What I Think We Should Actually Do
Not “solutions” but experiments worth trying:
Fund the experiments: We need 50 different attempts at AI-native journalism, most of which will fail. Foundation money should go to weird pilots, not propping up legacy institutions.
Make the infrastructure transparent: If AI is ingesting and synthesizing news, we need to see what sources it’s using, how it’s weighting them, where it’s uncertain. Treat this like we treat election systems—boring but crucial infrastructure that demands transparency.
Preserve the adversarial function somehow: This might mean protecting human journalists specifically doing accountability work. It might mean building institutional independence into AI systems. I don’t know what it looks like, but “AI makes everyone a journalist” won’t work if nobody’s willing to get sued or threatened.
Separate the different functions: Stop treating “journalism” as one thing. Informational needs are different from accountability needs are different from community-building needs. They might need different solutions, different funding models, different AI integration.

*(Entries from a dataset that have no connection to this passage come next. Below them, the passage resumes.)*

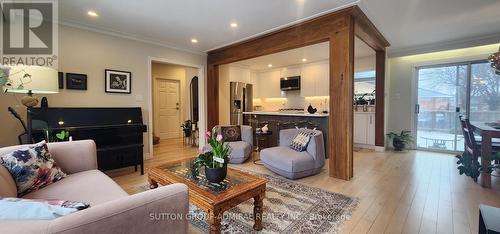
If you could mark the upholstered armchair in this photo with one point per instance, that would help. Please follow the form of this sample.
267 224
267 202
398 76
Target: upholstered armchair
240 150
292 164
111 209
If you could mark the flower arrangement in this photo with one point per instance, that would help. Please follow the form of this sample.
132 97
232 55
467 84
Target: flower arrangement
217 157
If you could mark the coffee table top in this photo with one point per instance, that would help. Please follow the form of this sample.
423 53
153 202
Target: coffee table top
236 182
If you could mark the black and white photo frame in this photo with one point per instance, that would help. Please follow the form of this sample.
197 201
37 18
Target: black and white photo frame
76 81
118 81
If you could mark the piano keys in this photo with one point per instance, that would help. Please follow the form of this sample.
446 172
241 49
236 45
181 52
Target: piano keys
117 132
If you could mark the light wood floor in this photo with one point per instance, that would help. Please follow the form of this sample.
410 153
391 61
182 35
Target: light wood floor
411 192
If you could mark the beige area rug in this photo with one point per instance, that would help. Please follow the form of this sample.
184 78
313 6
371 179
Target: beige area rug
289 207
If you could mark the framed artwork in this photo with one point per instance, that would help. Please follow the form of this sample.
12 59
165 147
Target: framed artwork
118 81
60 76
76 81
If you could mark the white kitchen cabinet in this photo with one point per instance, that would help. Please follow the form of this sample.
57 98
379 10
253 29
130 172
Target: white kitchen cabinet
269 84
364 128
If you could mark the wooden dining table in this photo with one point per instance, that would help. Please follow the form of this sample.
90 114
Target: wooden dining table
487 133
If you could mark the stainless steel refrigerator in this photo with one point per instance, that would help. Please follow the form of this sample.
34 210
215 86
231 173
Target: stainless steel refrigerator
241 100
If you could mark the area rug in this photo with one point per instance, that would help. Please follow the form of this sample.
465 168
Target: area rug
289 207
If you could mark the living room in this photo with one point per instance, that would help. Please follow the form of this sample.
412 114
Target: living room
330 117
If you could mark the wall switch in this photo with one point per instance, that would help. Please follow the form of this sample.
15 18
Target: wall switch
139 98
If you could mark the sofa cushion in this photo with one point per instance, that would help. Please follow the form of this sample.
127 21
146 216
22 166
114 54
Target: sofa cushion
37 209
32 168
240 151
7 184
231 133
93 187
287 159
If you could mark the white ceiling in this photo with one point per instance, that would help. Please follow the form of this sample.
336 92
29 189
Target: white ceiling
313 53
407 24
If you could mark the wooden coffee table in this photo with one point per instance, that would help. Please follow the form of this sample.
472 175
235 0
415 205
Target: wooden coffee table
213 198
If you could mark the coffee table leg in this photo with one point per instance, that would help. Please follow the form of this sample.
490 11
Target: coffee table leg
214 222
152 184
257 211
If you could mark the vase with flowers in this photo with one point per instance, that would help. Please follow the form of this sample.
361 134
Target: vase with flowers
215 161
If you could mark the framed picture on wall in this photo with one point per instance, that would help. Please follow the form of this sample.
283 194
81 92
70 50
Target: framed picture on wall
76 81
118 81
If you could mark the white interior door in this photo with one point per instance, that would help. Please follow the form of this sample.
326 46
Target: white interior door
167 108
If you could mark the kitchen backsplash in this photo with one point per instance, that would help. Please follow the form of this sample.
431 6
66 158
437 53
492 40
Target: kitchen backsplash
292 99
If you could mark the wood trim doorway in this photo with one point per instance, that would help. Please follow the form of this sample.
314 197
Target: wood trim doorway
339 28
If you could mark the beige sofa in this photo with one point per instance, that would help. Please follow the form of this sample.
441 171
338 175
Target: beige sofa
112 209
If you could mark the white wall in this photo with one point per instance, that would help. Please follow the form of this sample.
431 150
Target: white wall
400 77
87 52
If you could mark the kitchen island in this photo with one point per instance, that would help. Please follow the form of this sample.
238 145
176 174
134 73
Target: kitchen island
278 120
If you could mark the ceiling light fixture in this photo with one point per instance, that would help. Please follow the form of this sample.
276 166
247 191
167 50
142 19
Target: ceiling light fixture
92 13
495 61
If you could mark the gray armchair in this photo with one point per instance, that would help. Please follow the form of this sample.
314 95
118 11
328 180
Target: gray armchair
293 164
240 150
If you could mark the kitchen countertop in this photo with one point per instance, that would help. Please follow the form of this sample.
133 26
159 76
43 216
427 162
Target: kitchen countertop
285 113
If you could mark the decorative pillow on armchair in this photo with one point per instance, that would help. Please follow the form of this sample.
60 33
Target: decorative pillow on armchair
231 133
37 209
301 140
32 168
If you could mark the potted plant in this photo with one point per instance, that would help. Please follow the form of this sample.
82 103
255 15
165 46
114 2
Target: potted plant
472 168
187 128
215 161
400 141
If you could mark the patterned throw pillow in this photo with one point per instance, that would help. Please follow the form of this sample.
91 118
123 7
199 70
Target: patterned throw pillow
231 133
38 209
301 140
32 168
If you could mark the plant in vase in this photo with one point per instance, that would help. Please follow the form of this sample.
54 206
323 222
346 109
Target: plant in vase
400 141
215 161
187 128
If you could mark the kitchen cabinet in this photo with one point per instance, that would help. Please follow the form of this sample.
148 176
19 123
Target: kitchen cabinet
315 80
364 128
268 84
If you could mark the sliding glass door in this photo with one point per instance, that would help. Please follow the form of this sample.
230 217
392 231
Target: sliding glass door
446 91
441 97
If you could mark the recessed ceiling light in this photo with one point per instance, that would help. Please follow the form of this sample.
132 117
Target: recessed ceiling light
92 13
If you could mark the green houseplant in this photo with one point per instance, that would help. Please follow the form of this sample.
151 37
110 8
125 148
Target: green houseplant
215 161
187 128
400 141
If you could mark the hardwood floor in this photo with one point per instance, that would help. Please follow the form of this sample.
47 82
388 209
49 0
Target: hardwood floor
411 192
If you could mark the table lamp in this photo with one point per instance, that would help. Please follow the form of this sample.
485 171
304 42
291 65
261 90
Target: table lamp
29 80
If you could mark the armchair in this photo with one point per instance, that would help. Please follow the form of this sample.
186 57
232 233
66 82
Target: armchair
240 150
292 164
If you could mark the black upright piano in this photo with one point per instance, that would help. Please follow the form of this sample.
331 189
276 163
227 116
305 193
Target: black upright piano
117 132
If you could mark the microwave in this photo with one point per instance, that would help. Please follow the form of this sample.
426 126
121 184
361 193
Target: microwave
290 83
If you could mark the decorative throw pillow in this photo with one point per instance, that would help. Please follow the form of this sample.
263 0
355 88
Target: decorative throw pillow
231 133
32 168
301 140
37 209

Invest in information literacy: If everyone’s getting personalized synthesis, they need to understand what that means—what’s being left out, how algorithms work, when to seek multiple perspectives. This is education infrastructure, not journalism per se.
The Uncomfortable Conclusion
I don’t know what happens next. Neither does anyone else. The people with confident predictions are trying to manifest their preferred future, not forecast the likely one.
What I’m fairly sure of:
- The current system is unsustainable
- Something important will be lost in the transition
- Something potentially valuable might emerge
- The people most harmed will be working journalists, not readers
- By the time we understand what happened, it’ll be too late to course-correct
Maybe the honest work isn’t predicting the future but building feedback mechanisms—ways to notice quickly when we’re losing something important, ways to experiment and evaluate, ways to preserve optionality.
The worst outcome isn’t that journalism dies. It’s that we optimize for engagement and efficiency and only later realize we’ve lost the strange, inefficient, occasionally brilliant work of people trying to figure out what’s true and why it matters.
But I don’t know. And I’m suspicious of anyone who claims they do.
Gina’s notes: I’m not sure I agree with everything here. But I’m equally sure I don’t disagree with most of it. The critical lines to take away, I think, are this:
The worst outcome isn’t that journalism dies. It’s that we optimize for engagement and efficiency and only later realize we’ve lost the strange, inefficient, occasionally brilliant work of people trying to figure out what’s true and why it matters.
And what I think we need to focus on — and a key part of what I plan to do at the Tow-Knight Center at CUNY — is how to nudge whatever systems that come along towards public service rather than simply efficiency.
But also: A chatbot system wrote this. Think about that.